Machine Learning: Chapter 8 -Nonlinearity + Activation Functions

If you’ve been reading other ML sources, you’ve probably come across the concept of “Activation Functions”, While these resources typically explain the effect that these functions have on the output of neurons, in my experience, they don’t do a good job of explaining why we’re using them. The goal of this post is to explain what these activation functions are doing for our models.

In chapter seven we had just started to work with something we might actually consider a neural network. Let’s see how we apply activation functions to this existing example. Let’s take a close-up look at one neuron in the neural network.

We have a single neuron with the incoming edges the value of which is the previous node value times the weight of the edge. In addition, we have the bias for the node which doesn’t have any inputs but still contributes to the value. We sum them up to get an intermediate value of the node. The activation function comes in at this point. We pipe this intermediate value through the activation function in order to arrive at the final output value that gets sent along to the next layer of nodes.

Strictly speaking, we were using an activation function from before, it was just the linear activation function, f(x) = x. But there are other options!

One such non-linear activation function is called ReLU (which stands for Rectified Linear Unit). Essentially, ReLU outputs any positive outputs of the neuron and outputs zero otherwise. Kind of goofy but it’s one of the more effective activation functions for deep neural networks.

Side Note: I’ve looked around for a more in-depth description of why this is the case but haven’t yet found a really satisfying answer. Two good additional resources about this are this snippet from 3 blue 1 brown and this blog post which talks about different activation functions and under what circumstances you might want to use them.

To be more explicit about this, if the sum of all the neurons plus the bias is -55 our neuron will output 0, but if it's 39, it will output 39. It’s that simple.

So why might we want to include these activation functions in our model? Well let's take another look at our equation from chapter seven. The keen-eyed among you might have noticed that you could combine terms across the two hidden nodes. Essentially even though we were adding a lot of complexity to our model, we actually weren't fundamentally improving its flexibility.
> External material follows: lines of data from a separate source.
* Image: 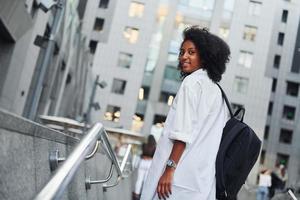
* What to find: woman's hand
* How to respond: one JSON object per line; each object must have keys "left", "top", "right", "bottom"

{"left": 157, "top": 167, "right": 175, "bottom": 199}
{"left": 157, "top": 140, "right": 185, "bottom": 199}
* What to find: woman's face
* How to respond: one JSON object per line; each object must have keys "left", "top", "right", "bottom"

{"left": 179, "top": 40, "right": 201, "bottom": 73}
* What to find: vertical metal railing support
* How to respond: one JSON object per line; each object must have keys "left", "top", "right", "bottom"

{"left": 85, "top": 128, "right": 132, "bottom": 189}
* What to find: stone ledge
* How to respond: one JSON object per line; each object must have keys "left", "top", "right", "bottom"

{"left": 0, "top": 108, "right": 78, "bottom": 145}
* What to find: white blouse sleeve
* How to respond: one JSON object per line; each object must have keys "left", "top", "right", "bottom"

{"left": 168, "top": 80, "right": 202, "bottom": 144}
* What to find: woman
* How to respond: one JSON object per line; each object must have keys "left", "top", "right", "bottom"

{"left": 140, "top": 26, "right": 230, "bottom": 200}
{"left": 133, "top": 135, "right": 157, "bottom": 200}
{"left": 256, "top": 168, "right": 272, "bottom": 200}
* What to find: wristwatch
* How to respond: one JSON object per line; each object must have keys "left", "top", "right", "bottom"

{"left": 166, "top": 159, "right": 177, "bottom": 169}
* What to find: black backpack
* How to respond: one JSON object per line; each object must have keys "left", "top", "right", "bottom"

{"left": 215, "top": 84, "right": 262, "bottom": 200}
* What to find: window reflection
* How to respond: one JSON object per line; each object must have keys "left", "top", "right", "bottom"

{"left": 233, "top": 76, "right": 249, "bottom": 94}
{"left": 104, "top": 105, "right": 121, "bottom": 122}
{"left": 129, "top": 2, "right": 145, "bottom": 18}
{"left": 123, "top": 27, "right": 139, "bottom": 43}
{"left": 248, "top": 0, "right": 262, "bottom": 16}
{"left": 243, "top": 25, "right": 257, "bottom": 41}
{"left": 238, "top": 50, "right": 253, "bottom": 68}
{"left": 118, "top": 52, "right": 133, "bottom": 68}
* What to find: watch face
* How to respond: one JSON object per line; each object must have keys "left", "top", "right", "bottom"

{"left": 166, "top": 159, "right": 176, "bottom": 168}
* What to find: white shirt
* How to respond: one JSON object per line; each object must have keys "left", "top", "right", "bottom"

{"left": 135, "top": 159, "right": 153, "bottom": 194}
{"left": 258, "top": 174, "right": 272, "bottom": 187}
{"left": 141, "top": 69, "right": 229, "bottom": 200}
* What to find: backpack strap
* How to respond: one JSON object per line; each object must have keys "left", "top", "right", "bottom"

{"left": 216, "top": 83, "right": 234, "bottom": 118}
{"left": 233, "top": 107, "right": 245, "bottom": 122}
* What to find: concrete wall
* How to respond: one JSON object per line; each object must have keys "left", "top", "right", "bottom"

{"left": 0, "top": 1, "right": 50, "bottom": 116}
{"left": 0, "top": 38, "right": 14, "bottom": 94}
{"left": 0, "top": 108, "right": 134, "bottom": 200}
{"left": 0, "top": 0, "right": 33, "bottom": 41}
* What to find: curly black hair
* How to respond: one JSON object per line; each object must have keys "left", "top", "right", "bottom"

{"left": 178, "top": 26, "right": 230, "bottom": 82}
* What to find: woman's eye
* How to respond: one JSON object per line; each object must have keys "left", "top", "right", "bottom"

{"left": 188, "top": 51, "right": 195, "bottom": 55}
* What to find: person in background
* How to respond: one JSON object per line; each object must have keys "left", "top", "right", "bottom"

{"left": 257, "top": 168, "right": 272, "bottom": 200}
{"left": 133, "top": 135, "right": 157, "bottom": 200}
{"left": 269, "top": 163, "right": 289, "bottom": 198}
{"left": 275, "top": 164, "right": 288, "bottom": 190}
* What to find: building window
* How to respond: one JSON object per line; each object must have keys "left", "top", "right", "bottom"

{"left": 272, "top": 78, "right": 277, "bottom": 92}
{"left": 138, "top": 86, "right": 150, "bottom": 100}
{"left": 93, "top": 18, "right": 105, "bottom": 31}
{"left": 243, "top": 25, "right": 257, "bottom": 41}
{"left": 233, "top": 76, "right": 249, "bottom": 94}
{"left": 219, "top": 27, "right": 230, "bottom": 40}
{"left": 279, "top": 129, "right": 293, "bottom": 144}
{"left": 264, "top": 125, "right": 269, "bottom": 140}
{"left": 248, "top": 0, "right": 262, "bottom": 16}
{"left": 129, "top": 2, "right": 145, "bottom": 18}
{"left": 291, "top": 58, "right": 300, "bottom": 73}
{"left": 276, "top": 153, "right": 289, "bottom": 167}
{"left": 131, "top": 113, "right": 144, "bottom": 132}
{"left": 168, "top": 52, "right": 178, "bottom": 62}
{"left": 286, "top": 81, "right": 299, "bottom": 97}
{"left": 99, "top": 0, "right": 109, "bottom": 8}
{"left": 144, "top": 87, "right": 150, "bottom": 100}
{"left": 223, "top": 0, "right": 235, "bottom": 20}
{"left": 123, "top": 27, "right": 139, "bottom": 44}
{"left": 277, "top": 32, "right": 285, "bottom": 46}
{"left": 281, "top": 10, "right": 288, "bottom": 23}
{"left": 117, "top": 52, "right": 133, "bottom": 68}
{"left": 89, "top": 40, "right": 98, "bottom": 54}
{"left": 66, "top": 74, "right": 72, "bottom": 85}
{"left": 153, "top": 114, "right": 166, "bottom": 125}
{"left": 268, "top": 102, "right": 273, "bottom": 115}
{"left": 104, "top": 105, "right": 121, "bottom": 122}
{"left": 138, "top": 88, "right": 144, "bottom": 101}
{"left": 159, "top": 91, "right": 176, "bottom": 106}
{"left": 238, "top": 50, "right": 253, "bottom": 68}
{"left": 111, "top": 79, "right": 126, "bottom": 94}
{"left": 164, "top": 65, "right": 181, "bottom": 81}
{"left": 273, "top": 55, "right": 281, "bottom": 69}
{"left": 282, "top": 105, "right": 296, "bottom": 120}
{"left": 260, "top": 150, "right": 266, "bottom": 165}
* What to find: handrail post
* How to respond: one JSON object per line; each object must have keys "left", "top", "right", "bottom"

{"left": 100, "top": 130, "right": 122, "bottom": 176}
{"left": 102, "top": 144, "right": 132, "bottom": 189}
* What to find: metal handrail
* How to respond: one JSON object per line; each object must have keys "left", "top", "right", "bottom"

{"left": 102, "top": 144, "right": 132, "bottom": 189}
{"left": 85, "top": 145, "right": 132, "bottom": 189}
{"left": 288, "top": 189, "right": 298, "bottom": 200}
{"left": 119, "top": 144, "right": 132, "bottom": 173}
{"left": 85, "top": 162, "right": 114, "bottom": 190}
{"left": 100, "top": 129, "right": 122, "bottom": 176}
{"left": 85, "top": 140, "right": 100, "bottom": 160}
{"left": 49, "top": 140, "right": 101, "bottom": 171}
{"left": 85, "top": 127, "right": 133, "bottom": 189}
{"left": 34, "top": 123, "right": 124, "bottom": 200}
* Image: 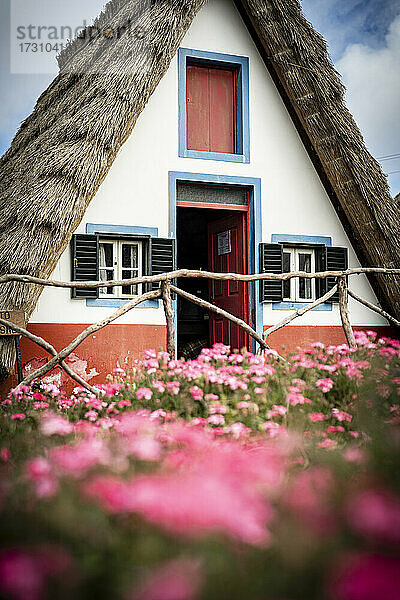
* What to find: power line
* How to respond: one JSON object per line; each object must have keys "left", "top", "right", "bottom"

{"left": 386, "top": 170, "right": 400, "bottom": 175}
{"left": 377, "top": 152, "right": 400, "bottom": 161}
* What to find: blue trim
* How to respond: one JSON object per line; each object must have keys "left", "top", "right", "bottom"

{"left": 87, "top": 298, "right": 159, "bottom": 309}
{"left": 86, "top": 223, "right": 158, "bottom": 237}
{"left": 178, "top": 48, "right": 250, "bottom": 164}
{"left": 169, "top": 171, "right": 262, "bottom": 353}
{"left": 85, "top": 223, "right": 159, "bottom": 309}
{"left": 272, "top": 301, "right": 332, "bottom": 312}
{"left": 271, "top": 234, "right": 332, "bottom": 246}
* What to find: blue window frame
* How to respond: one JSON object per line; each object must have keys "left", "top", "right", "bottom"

{"left": 178, "top": 48, "right": 250, "bottom": 163}
{"left": 85, "top": 223, "right": 159, "bottom": 309}
{"left": 270, "top": 234, "right": 333, "bottom": 311}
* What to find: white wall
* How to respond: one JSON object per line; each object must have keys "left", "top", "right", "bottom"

{"left": 31, "top": 0, "right": 388, "bottom": 328}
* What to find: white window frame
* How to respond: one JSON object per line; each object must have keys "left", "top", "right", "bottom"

{"left": 99, "top": 239, "right": 142, "bottom": 298}
{"left": 282, "top": 247, "right": 315, "bottom": 302}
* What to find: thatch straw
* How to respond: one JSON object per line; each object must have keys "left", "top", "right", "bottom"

{"left": 0, "top": 0, "right": 399, "bottom": 377}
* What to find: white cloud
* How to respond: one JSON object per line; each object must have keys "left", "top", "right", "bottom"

{"left": 336, "top": 15, "right": 400, "bottom": 193}
{"left": 337, "top": 15, "right": 400, "bottom": 153}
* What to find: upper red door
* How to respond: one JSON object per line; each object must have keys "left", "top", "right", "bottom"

{"left": 186, "top": 63, "right": 237, "bottom": 154}
{"left": 208, "top": 213, "right": 249, "bottom": 351}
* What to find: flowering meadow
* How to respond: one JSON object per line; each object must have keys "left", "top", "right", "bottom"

{"left": 0, "top": 330, "right": 400, "bottom": 600}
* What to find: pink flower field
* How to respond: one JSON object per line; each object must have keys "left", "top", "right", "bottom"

{"left": 0, "top": 331, "right": 399, "bottom": 599}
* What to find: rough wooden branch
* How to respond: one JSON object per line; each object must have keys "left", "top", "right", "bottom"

{"left": 0, "top": 317, "right": 100, "bottom": 395}
{"left": 15, "top": 289, "right": 162, "bottom": 390}
{"left": 1, "top": 267, "right": 399, "bottom": 290}
{"left": 161, "top": 280, "right": 175, "bottom": 357}
{"left": 338, "top": 276, "right": 356, "bottom": 347}
{"left": 264, "top": 284, "right": 338, "bottom": 339}
{"left": 348, "top": 289, "right": 400, "bottom": 328}
{"left": 170, "top": 284, "right": 269, "bottom": 353}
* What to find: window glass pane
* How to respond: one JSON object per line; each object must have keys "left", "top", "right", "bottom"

{"left": 282, "top": 252, "right": 291, "bottom": 299}
{"left": 298, "top": 253, "right": 312, "bottom": 300}
{"left": 122, "top": 244, "right": 138, "bottom": 269}
{"left": 122, "top": 269, "right": 139, "bottom": 296}
{"left": 99, "top": 243, "right": 114, "bottom": 268}
{"left": 99, "top": 269, "right": 114, "bottom": 295}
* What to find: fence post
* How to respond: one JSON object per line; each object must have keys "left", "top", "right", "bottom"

{"left": 161, "top": 279, "right": 175, "bottom": 358}
{"left": 338, "top": 275, "right": 356, "bottom": 347}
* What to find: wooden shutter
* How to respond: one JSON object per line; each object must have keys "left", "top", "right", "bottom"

{"left": 315, "top": 246, "right": 327, "bottom": 299}
{"left": 259, "top": 243, "right": 283, "bottom": 302}
{"left": 326, "top": 246, "right": 348, "bottom": 303}
{"left": 186, "top": 63, "right": 237, "bottom": 154}
{"left": 71, "top": 234, "right": 99, "bottom": 299}
{"left": 151, "top": 238, "right": 176, "bottom": 291}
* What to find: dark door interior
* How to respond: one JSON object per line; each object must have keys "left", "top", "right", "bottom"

{"left": 176, "top": 206, "right": 249, "bottom": 359}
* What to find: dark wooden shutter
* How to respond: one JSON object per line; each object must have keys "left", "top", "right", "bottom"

{"left": 326, "top": 246, "right": 348, "bottom": 303}
{"left": 71, "top": 234, "right": 99, "bottom": 299}
{"left": 259, "top": 243, "right": 283, "bottom": 302}
{"left": 151, "top": 238, "right": 176, "bottom": 290}
{"left": 315, "top": 246, "right": 327, "bottom": 299}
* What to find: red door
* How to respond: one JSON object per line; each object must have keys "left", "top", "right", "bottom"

{"left": 208, "top": 213, "right": 249, "bottom": 350}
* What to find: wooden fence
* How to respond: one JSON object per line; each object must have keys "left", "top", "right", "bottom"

{"left": 0, "top": 267, "right": 399, "bottom": 396}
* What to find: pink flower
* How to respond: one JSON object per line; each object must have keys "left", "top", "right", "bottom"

{"left": 318, "top": 438, "right": 338, "bottom": 449}
{"left": 254, "top": 387, "right": 266, "bottom": 395}
{"left": 332, "top": 408, "right": 352, "bottom": 422}
{"left": 130, "top": 558, "right": 202, "bottom": 600}
{"left": 152, "top": 381, "right": 166, "bottom": 394}
{"left": 309, "top": 412, "right": 326, "bottom": 422}
{"left": 224, "top": 422, "right": 252, "bottom": 439}
{"left": 0, "top": 550, "right": 43, "bottom": 600}
{"left": 205, "top": 393, "right": 219, "bottom": 402}
{"left": 84, "top": 410, "right": 98, "bottom": 422}
{"left": 286, "top": 392, "right": 310, "bottom": 406}
{"left": 343, "top": 447, "right": 365, "bottom": 464}
{"left": 166, "top": 382, "right": 180, "bottom": 395}
{"left": 267, "top": 405, "right": 287, "bottom": 418}
{"left": 11, "top": 413, "right": 25, "bottom": 421}
{"left": 0, "top": 448, "right": 10, "bottom": 462}
{"left": 262, "top": 421, "right": 287, "bottom": 437}
{"left": 326, "top": 425, "right": 345, "bottom": 434}
{"left": 189, "top": 386, "right": 203, "bottom": 401}
{"left": 136, "top": 387, "right": 153, "bottom": 401}
{"left": 347, "top": 489, "right": 400, "bottom": 545}
{"left": 117, "top": 400, "right": 132, "bottom": 408}
{"left": 331, "top": 554, "right": 400, "bottom": 600}
{"left": 316, "top": 378, "right": 334, "bottom": 393}
{"left": 207, "top": 414, "right": 225, "bottom": 426}
{"left": 40, "top": 413, "right": 73, "bottom": 436}
{"left": 209, "top": 404, "right": 226, "bottom": 414}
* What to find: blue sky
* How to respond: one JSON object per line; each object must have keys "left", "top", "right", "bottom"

{"left": 1, "top": 0, "right": 399, "bottom": 195}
You could represent the same model with the model shown in chapter 4. Let's see that for ourselves.

Here’s an equation that represents the model from the previous blog post, with some intentionally nice numbers:

$$ (2 * (0.5x_E + 3x_H + 4x_G + 0.5) + 5 * (4x_E + x_H + 2x_G + 1) + 5) $$ $$ x_E + 6x_H + 8x_G + 1 + 20x_E + 5x_H + 10x_G + 5 + 5 $$ $$ 21x_E + 11x_H + 18x_G + 11 $$

As you can see, the initially complicated expression winds up being equivalent to a linear combination of the input predictors.

If we wrap the outputs of our hidden nodes in a non-linear activation function, though, we can no longer do that term combination, indicating that we’re actually extending the flexibility by being able to express non-linear relationships between the predictors and the prediction.

So this is ultimately why activation functions were introduced. Without them, even the most complicated neural networks could be equivalently expressed with our simple linear model.

In upcoming blog posts, I intend to revisit backpropagation now that we’ve added activation functions and hidden layers into the mix.